Direct traffic champions have more flexibility. If your audience comes directly through bookmarks, newsletters, or brand recognition, blocking AI crawlers becomes a lower-risk proposition.

Social-dependent publishers face different pressures entirely. Social platforms are already reducing referral traffic, and AI crawlers aren't your primary concern.

Factor 3: Revenue Model Architecture

Your monetization strategy dictates how traffic changes translate to revenue impact when you block AI bots.

Ad-supported publishers feel traffic changes most acutely. Every visitor that satisfies their query through an AI summary instead of clicking through represents lost impressions. Your entire revenue model hinges on eyeballs reaching your pages. Publishers exploring ways to diversify their income streams should review proven monetization strategies for publishers and content creators.

Akamai reports that AI search engines send 96% less referral traffic to news sites than traditional Google search. For ad-dependent publishers, this traffic erosion directly hits the bottom line.

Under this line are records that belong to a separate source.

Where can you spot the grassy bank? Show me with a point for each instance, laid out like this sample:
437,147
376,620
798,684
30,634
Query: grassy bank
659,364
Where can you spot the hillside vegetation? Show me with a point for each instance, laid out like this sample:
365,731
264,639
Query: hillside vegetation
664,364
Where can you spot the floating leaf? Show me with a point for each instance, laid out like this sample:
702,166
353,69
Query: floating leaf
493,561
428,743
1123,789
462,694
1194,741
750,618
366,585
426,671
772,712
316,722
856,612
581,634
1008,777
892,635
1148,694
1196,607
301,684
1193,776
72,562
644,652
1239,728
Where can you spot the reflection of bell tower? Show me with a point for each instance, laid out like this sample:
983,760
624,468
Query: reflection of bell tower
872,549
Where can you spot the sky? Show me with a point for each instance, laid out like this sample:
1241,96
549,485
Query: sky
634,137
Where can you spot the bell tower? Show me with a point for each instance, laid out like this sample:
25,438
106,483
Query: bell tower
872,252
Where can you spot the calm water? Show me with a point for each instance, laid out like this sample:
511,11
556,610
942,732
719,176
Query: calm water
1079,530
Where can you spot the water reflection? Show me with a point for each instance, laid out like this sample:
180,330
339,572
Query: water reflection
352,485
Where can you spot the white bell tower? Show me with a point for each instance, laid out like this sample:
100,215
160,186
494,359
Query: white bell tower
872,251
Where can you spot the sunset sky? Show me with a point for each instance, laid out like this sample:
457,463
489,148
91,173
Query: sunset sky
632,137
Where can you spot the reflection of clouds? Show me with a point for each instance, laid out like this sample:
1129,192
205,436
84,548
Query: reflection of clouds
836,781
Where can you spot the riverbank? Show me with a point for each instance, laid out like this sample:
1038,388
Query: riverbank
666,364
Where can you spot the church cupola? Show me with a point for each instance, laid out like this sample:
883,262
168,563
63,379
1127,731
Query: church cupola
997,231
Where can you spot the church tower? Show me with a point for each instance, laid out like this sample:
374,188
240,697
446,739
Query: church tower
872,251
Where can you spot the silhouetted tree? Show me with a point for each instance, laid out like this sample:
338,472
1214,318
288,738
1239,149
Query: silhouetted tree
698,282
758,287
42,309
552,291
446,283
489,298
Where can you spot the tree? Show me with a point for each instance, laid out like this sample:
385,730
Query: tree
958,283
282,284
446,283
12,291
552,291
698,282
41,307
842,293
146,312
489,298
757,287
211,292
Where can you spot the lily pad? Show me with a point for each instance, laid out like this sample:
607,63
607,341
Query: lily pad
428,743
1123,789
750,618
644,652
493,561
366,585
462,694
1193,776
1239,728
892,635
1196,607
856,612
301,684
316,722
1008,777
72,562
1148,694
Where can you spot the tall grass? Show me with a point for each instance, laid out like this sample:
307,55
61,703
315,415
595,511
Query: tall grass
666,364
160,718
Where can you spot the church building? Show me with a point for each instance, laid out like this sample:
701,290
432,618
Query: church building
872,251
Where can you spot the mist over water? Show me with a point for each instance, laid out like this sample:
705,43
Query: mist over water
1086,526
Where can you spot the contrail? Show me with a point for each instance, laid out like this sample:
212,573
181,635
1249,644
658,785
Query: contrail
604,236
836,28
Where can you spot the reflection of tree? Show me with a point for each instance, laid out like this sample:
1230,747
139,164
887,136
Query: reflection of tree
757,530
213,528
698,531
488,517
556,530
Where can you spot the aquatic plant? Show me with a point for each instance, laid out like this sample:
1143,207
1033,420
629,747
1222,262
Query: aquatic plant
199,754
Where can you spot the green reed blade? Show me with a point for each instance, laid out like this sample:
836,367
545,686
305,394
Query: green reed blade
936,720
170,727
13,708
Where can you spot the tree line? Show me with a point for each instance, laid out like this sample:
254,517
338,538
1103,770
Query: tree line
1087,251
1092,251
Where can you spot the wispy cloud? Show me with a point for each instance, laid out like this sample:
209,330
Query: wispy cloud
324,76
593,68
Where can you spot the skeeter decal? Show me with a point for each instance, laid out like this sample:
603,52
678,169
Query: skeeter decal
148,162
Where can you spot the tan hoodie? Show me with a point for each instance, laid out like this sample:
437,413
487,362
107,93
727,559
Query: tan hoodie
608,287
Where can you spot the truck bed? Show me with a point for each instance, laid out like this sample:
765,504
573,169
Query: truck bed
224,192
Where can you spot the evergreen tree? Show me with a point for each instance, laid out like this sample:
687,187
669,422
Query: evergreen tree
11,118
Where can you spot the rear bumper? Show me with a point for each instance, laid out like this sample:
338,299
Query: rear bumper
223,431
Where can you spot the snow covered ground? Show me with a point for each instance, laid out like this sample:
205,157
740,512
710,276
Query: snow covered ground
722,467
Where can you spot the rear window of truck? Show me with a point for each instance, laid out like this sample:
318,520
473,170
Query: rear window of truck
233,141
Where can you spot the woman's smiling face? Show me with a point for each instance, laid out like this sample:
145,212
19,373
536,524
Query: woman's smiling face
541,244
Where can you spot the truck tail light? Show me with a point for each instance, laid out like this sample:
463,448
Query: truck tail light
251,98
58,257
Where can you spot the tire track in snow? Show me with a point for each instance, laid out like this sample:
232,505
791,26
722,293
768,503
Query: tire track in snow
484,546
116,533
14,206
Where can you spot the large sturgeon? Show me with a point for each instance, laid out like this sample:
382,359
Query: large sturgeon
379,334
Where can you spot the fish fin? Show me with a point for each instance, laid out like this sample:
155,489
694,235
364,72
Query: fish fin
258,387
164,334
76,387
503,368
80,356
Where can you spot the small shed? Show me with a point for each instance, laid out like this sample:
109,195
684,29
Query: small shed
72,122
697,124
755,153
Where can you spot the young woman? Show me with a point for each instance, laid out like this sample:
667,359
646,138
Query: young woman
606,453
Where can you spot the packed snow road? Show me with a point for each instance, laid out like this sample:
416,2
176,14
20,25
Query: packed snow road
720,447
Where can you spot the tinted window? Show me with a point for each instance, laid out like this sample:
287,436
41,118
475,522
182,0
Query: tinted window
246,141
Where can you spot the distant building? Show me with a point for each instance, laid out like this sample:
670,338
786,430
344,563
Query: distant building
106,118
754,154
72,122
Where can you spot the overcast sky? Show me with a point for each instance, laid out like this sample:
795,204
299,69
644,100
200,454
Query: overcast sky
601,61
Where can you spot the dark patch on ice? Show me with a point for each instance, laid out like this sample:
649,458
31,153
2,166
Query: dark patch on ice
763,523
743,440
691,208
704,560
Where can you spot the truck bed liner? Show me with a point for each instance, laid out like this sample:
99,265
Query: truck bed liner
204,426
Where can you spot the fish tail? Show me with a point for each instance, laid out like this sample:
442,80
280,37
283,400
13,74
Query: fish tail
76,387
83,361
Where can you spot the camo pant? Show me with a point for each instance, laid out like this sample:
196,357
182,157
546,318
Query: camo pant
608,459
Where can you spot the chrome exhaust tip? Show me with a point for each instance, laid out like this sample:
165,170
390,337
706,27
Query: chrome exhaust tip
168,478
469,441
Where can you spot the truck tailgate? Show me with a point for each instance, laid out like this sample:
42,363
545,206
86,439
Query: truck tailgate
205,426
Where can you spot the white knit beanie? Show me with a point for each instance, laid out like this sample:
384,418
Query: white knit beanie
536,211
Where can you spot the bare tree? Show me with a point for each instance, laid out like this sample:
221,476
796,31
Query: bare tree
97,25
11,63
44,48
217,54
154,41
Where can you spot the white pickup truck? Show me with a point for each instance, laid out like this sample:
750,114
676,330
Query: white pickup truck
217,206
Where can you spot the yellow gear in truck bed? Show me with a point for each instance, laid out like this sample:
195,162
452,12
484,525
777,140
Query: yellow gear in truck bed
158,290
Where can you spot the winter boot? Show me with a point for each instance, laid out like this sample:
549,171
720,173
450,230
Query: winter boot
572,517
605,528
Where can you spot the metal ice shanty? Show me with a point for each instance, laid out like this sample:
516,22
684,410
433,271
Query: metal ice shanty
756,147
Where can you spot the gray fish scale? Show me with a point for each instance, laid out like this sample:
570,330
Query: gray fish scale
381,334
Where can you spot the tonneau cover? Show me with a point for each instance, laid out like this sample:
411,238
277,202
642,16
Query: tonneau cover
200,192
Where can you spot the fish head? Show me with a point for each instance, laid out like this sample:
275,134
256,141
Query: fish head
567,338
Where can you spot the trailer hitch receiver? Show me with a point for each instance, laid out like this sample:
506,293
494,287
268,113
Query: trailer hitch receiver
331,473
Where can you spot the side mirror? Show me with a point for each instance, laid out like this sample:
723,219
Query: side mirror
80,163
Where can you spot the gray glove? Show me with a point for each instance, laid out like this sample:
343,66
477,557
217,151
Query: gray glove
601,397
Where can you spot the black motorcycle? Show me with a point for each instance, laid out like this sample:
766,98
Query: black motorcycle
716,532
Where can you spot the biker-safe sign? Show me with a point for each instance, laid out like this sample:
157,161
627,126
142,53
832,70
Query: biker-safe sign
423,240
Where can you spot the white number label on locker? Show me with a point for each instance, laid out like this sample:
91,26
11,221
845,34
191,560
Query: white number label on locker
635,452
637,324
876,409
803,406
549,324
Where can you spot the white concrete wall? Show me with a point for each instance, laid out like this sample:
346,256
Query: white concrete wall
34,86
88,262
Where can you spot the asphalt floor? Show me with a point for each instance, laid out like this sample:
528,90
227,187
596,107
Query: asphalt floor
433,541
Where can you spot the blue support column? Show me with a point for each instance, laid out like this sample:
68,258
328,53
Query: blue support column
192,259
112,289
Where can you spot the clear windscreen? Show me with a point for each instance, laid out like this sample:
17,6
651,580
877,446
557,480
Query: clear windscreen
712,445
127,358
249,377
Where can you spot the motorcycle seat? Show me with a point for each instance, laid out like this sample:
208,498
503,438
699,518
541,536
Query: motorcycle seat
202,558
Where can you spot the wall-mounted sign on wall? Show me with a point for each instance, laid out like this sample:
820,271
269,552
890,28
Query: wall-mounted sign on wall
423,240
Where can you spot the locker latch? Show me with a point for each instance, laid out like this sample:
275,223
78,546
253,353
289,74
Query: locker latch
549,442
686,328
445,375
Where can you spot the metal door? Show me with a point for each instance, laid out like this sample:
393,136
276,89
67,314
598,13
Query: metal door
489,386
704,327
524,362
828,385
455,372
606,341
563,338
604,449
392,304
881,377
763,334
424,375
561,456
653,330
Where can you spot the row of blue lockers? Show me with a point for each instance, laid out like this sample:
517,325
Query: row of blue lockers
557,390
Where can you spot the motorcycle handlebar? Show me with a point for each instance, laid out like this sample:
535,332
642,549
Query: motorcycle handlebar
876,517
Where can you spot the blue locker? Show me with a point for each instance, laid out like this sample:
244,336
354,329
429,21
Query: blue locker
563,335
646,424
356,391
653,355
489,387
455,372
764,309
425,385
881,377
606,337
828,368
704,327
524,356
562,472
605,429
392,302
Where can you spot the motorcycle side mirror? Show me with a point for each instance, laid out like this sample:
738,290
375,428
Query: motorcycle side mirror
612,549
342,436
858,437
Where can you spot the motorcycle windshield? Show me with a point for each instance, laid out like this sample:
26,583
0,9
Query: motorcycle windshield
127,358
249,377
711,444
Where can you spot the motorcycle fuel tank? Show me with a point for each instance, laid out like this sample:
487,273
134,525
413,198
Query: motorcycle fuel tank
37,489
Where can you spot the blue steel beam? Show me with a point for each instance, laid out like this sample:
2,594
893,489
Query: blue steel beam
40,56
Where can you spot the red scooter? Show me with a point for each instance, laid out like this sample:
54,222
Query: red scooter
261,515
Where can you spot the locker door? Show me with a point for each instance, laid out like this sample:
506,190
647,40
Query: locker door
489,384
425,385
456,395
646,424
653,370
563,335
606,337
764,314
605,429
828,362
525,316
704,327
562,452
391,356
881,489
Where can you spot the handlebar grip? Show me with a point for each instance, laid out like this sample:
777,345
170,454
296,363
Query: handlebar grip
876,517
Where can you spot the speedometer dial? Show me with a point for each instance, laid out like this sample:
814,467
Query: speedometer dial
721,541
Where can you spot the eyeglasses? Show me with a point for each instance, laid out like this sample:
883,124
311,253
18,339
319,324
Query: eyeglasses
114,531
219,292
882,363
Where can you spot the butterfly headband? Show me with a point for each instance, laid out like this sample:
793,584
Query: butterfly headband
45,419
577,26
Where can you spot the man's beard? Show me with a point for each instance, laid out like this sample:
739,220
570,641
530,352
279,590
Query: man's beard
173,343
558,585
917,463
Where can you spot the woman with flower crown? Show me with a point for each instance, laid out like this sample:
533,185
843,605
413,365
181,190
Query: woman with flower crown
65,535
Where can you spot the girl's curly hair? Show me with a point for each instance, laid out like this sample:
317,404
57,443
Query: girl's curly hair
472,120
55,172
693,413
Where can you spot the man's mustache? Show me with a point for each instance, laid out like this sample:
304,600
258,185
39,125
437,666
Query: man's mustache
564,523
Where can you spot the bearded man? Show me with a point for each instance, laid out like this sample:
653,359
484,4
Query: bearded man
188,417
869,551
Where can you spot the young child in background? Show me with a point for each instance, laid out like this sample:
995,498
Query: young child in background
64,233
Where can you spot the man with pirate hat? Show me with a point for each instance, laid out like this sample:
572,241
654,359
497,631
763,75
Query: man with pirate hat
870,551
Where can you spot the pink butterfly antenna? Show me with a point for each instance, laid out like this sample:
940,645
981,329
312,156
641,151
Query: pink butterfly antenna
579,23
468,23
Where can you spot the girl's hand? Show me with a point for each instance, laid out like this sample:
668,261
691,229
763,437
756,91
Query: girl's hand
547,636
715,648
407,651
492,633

Subscription models offer more resilience. Subscribers who value your content won't cancel because they saw a summary in ChatGPT. AI citations can serve as discovery tools that drive new subscription interest.

Hybrid models require hybrid thinking. Calculate the specific exposure in each revenue stream.

Factor 4: Competitive Position and Market Dynamics

Your market position influences both the risks and rewards of your blocking decision.

Dominant players in a niche often benefit from blocking. If you're the authoritative source on a topic, AI systems have already learned from your content. Future scraping offers diminishing returns while ongoing access lets competitors train models that might reduce your authority advantage.

Emerging publishers face a different calculation. Being cited in AI responses can accelerate brand awareness. The exposure value may outweigh the training risk during your growth phase.

Highly competitive markets amplify the stakes. If your competitors are blocking and you're not, you're essentially subsidizing AI training on behalf of your entire industry. Before making any blocking decisions, publishers should also understand the legal landscape around blocking AI scrapers in 2025.

Visit the AI Blocking resource center.

How to Block AI Crawlers: Technical Implementation

Once you've decided to block AI, implementation is relatively straightforward. The robots.txt file is your primary tool, though it comes with important limitations. For step-by-step instructions, our technical implementation guide for blocking AI scrapers walks through the entire process.

The robots.txt Approach to Block AI Bots

Create or edit a robots.txt file in your site's root directory. Add entries for each crawler you want to block. The essential crawlers to consider blocking include:

GPTBot: OpenAI's primary training crawler
ChatGPT-User: OpenAI's real-time assistant crawler
ClaudeBot: Anthropic's training crawler
CCBot: Common Crawl's training data collector
Google-Extended: Google's AI training crawler (separate from search)
Meta-ExternalAgent: Meta's AI training crawler
Applebot-Extended: Apple's AI training crawler
anthropic-ai: Anthropic's general web crawler

Here's the critical caveat. Robots.txt is a voluntary standard. Well-behaved crawlers respect it. Bad actors ignore it. Some AI companies have been caught continuing to scrape sites that explicitly block them. For a complete walkthrough of the syntax and directives, see our guide to blocking AI bots with robots.txt.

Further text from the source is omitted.